Andrew W. Mellon Professor in the Humanities, and Professor of Anthropology and Science and Technology Studies at MIT, as well as Lecturer in Social Medicine in the Department of Global Health and Social Medicine, Harvard Medical School. Trained at Johns Hopkins, the London School of Economics, and the University of Chicago (PhD). Taught at Chicago, Harvard, Rice, and MIT; served as Director of the Center for Cultural Studies at Rice, and Director of the Program in Science, Technology and Society at MIT. Fieldwork in the Caribbean, Iran, India, and currently in Southeast Asia.
Work in three primary areas:
(1) The anthropology of the biomedical sciences and technologies: with the Genome Institute of Singapore and the Human Geonome Organization (HUGO) on social and ethical issues associated with genomics and with capacity building in the Asia-Pacific region; and with the MIT- Indian Department of Biotechnology project to establish a Translational Medicine Institute in New Delhi on the MIT Health Science and Technology (HST) model. Also helped the National University of Singapore to establish an STS cluster, now at the new Singapore University of Technology and Design to do the same. Co-edited A Reader in Medical Anthropology: Theoretical Trajectories and Emergent Realities (with Byron Good, Mary Jo Good, and Sarah Willen).
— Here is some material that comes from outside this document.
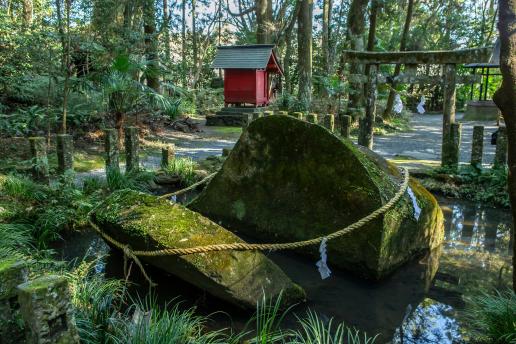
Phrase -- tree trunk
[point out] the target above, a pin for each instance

(2) The anthropology of media circuits, with foci of regional attention to the Middle East, South and Southeast Asia. Three books on Iran (Iran from Religious Dispute to Revolution, on the training of religious leaders in the seminary town of Qum; Debating Muslims: Cultural Dialogues between Postmodernity and Tradition (with Mehdi Abedi) on oral, literate and visual media in Iran; and Mute Dreams, Blind Owls and Dispersed Knowledges in the Transnational Circuitry (2004) on interpretations of the national epic, the Shahnameh, and the films of social repair after the Iran-Iraq war. More recently he has been tracking the explosion of arts and media in Singapore and Asia.
(3) Anthropological methods for the contemporary world with specially attention to the interface between science and technology and anthropology. Anthropology in the Meantime (2018), Anthropological Futures (2009), Emergent Forms of Life and the Anthropological Voice (2003), and (with George Marcus) Anthropology as Cultural Critique (1986, 2nd ed. 1999). Edit a book series (with Joe Dumit) on Experimental Futures: Technological Lives, Scientific Arts, and Anthropological Voices, which has 34 volumes out as of 1 Sept. 2018.